O SPZC pede ao Governo "diálogo e concertação"

O SPZC está disponível e preparado para encetar negociações com o Executivo liderado por António Costa, não importando quem vai tutelar as áreas do ensino, educação, formação e investigação, “mas sim as políticas que serão implementadas ao longo da legislatura. Desde logo, é imperioso tornar a profissão docente atrativa”.

Aguardando pela constituição e tomada de posse do novo Governo para, no âmbito da FNE, “solicitarmos uma reunião com vista a apresentarmos o Roteiro Para a Legislatura (RPL). Este importante documento, que abarca todas as áreas do ensino e educação e setores, apresenta os grandes problemas das escolas e dos docentes.
Porque a falta de professores é um assunto emergente e urgente, neste RPL expomos com clareza as medidas estimuladoras do acesso à profissão e, ainda, as propostas que visam contribuir para a melhoria das condições do exercício da atividade assim como a progressão na carreira”.
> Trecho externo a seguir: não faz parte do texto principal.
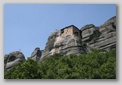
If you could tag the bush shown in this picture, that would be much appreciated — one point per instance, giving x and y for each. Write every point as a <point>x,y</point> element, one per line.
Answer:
<point>95,65</point>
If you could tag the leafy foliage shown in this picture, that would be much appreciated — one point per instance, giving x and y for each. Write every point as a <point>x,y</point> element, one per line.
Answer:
<point>98,64</point>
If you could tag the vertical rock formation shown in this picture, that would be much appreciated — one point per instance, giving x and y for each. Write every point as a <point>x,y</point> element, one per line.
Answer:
<point>12,59</point>
<point>36,55</point>
<point>65,41</point>
<point>102,37</point>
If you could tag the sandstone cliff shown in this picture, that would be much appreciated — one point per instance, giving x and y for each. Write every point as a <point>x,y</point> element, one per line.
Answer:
<point>102,37</point>
<point>12,59</point>
<point>71,40</point>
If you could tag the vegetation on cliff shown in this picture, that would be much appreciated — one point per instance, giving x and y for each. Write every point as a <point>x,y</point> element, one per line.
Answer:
<point>98,64</point>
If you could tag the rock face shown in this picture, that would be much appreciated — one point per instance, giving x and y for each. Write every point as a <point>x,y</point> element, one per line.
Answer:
<point>12,59</point>
<point>102,37</point>
<point>36,55</point>
<point>65,41</point>
<point>71,40</point>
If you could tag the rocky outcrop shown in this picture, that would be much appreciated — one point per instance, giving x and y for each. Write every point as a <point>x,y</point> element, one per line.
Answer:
<point>71,40</point>
<point>102,37</point>
<point>36,55</point>
<point>12,59</point>
<point>65,41</point>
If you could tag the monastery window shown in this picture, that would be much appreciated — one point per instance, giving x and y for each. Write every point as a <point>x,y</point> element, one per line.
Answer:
<point>62,31</point>
<point>76,33</point>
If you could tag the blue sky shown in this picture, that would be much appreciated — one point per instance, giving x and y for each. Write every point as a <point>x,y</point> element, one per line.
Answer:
<point>27,26</point>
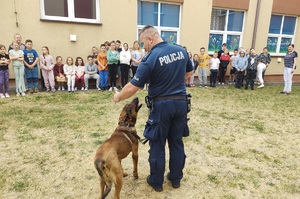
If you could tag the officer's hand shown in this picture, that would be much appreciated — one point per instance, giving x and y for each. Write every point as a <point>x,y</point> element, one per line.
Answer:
<point>117,97</point>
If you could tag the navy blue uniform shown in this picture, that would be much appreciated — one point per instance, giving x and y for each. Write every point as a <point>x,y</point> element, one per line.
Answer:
<point>164,68</point>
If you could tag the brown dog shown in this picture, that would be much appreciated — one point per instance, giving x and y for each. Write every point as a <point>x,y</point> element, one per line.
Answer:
<point>109,155</point>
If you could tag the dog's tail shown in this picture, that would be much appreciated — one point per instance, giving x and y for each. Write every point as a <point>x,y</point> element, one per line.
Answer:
<point>100,166</point>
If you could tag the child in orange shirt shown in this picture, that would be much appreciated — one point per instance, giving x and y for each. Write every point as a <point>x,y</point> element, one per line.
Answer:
<point>102,68</point>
O SPZC compromete-se a exercer “um sindicalismo de propositura, onde privilegiamos o diálogo social e a concertação. A contestação pela contestação não faz sentido, assim como as ações de rua e as greves gratuitas, a não ser que se tenha esgotado o primado do diálogo e da negociação”.

O SPZC e a FNE tudo estão a fazer para que “os constrangimentos que afetam cada uma das subáreas abrangidas pelo CCT sejam mitigados ou, inclusive, eliminados. Integrar os docentes das escolas profissionais na carreira dos docentes do ensino particular e cooperativa é outra das prioridades do processo negocial que está em curso”.